2. VOTING RIGHTS.
(a) General Rights. Each holder of shares of the Series Preferred shall be entitled to the number of votes equal to the number of shares of Common Stock into which such shares of Series Preferred could be converted (pursuant to Section 4 hereof) immediately after the close of business on the record date fixed for such meeting or the effective date of such written consent and shall have voting rights and powers equal to the voting rights and powers of the Common Stock and shall be entitled to notice of any stockholders’ meeting in accordance with the Bylaws of the Company. Except as otherwise provided herein or as required by law, the Series Preferred shall vote together with the Common Stock at any annual or special meeting of the stockholders and not as a separate class, and may act by written consent in the same manner as the Common Stock.

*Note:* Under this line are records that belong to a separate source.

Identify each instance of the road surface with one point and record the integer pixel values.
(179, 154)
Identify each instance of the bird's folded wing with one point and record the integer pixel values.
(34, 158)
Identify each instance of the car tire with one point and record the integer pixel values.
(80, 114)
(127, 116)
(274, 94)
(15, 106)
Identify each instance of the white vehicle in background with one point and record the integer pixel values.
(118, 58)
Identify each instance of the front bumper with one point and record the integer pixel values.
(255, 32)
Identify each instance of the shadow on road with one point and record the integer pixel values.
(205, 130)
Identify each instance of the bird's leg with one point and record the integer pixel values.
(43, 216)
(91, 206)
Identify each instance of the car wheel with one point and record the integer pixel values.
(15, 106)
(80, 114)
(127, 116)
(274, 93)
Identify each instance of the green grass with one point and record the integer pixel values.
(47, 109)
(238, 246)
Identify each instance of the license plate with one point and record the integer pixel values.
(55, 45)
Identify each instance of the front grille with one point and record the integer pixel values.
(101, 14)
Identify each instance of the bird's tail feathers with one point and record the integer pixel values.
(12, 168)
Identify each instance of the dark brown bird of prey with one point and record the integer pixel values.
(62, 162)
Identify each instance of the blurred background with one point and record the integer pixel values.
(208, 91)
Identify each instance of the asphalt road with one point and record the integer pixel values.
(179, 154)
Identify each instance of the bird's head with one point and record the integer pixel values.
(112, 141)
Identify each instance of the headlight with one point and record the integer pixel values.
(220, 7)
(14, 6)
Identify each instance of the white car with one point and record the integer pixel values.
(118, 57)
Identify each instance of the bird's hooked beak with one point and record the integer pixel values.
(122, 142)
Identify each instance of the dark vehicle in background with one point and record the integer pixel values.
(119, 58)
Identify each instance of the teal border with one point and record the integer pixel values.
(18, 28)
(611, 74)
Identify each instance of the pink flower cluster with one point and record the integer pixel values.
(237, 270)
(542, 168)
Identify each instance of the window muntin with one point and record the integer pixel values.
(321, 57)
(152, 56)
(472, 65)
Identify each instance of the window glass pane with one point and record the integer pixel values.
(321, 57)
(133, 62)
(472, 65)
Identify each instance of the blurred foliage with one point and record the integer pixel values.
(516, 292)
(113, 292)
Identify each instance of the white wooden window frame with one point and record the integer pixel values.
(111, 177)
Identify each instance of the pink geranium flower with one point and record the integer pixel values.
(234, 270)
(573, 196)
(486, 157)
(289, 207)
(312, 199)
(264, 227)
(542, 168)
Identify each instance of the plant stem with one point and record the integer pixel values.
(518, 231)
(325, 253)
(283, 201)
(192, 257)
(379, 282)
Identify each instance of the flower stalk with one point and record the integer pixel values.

(b) Separate Vote of Series Preferred. The Company shall not, without the vote or written consent of (A) for so long as at least 5,000,000 shares of Series B Preferred Stock (as adjusted for any stock dividends, combinations, splits, recapitalizations and the like with respect to such shares after the filing date hereof) remain outstanding, the holders of at least a majority of the outstanding shares of Series B Preferred Stock, which majority must include holders of a majority of the Series B Preferred Stock held by stockholders who do not also hold Series A Preferred Stock, (B) for so long as at least 3,883,403 shares of Series C Preferred Stock (as adjusted for any stock dividends, combinations, splits, recapitalizations and the like with respect to such shares after the filing date hereof) remain outstanding, the holders of at least 60% of the outstanding shares of Series C Preferred Stock and (C) for so long as at least 5,257,625 shares of Series D Preferred Stock (as adjusted for any stock dividends, combinations, splits, recapitalizations and the like with respect to such shares after the filing date hereof) remain outstanding, the holders of at least 65% of the outstanding shares of Series D Preferred Stock, in addition to any other vote or consent required herein or by law:
(i) amend, alter, or repeal (whether by merger, recapitalization, or otherwise) any provision of this Amended and Restated Certificate of Incorporation or the Bylaws of the Company in any manner that alters, changes, or adversely affects the voting or other powers, preferences, or other special rights, privileges or restrictions of the Series Preferred;
(ii) authorize, create (by reclassification or otherwise), designate or issue any new class or series of shares or securities convertible into such class or series of shares having rights, preferences or privileges senior to, or pari passu with, the Series Preferred, including any redemption, liquidation preference, voting or dividend rights;
(iii) increase or decrease the number of directors of the Company;
(iv) liquidate, dissolve orwind-up the business and affairs of the Company;
(v) effect a reclassification, reorganization or recapitalization of the outstanding capital stock of the Company; or
(vi) consent, agree or commit to any of the foregoing.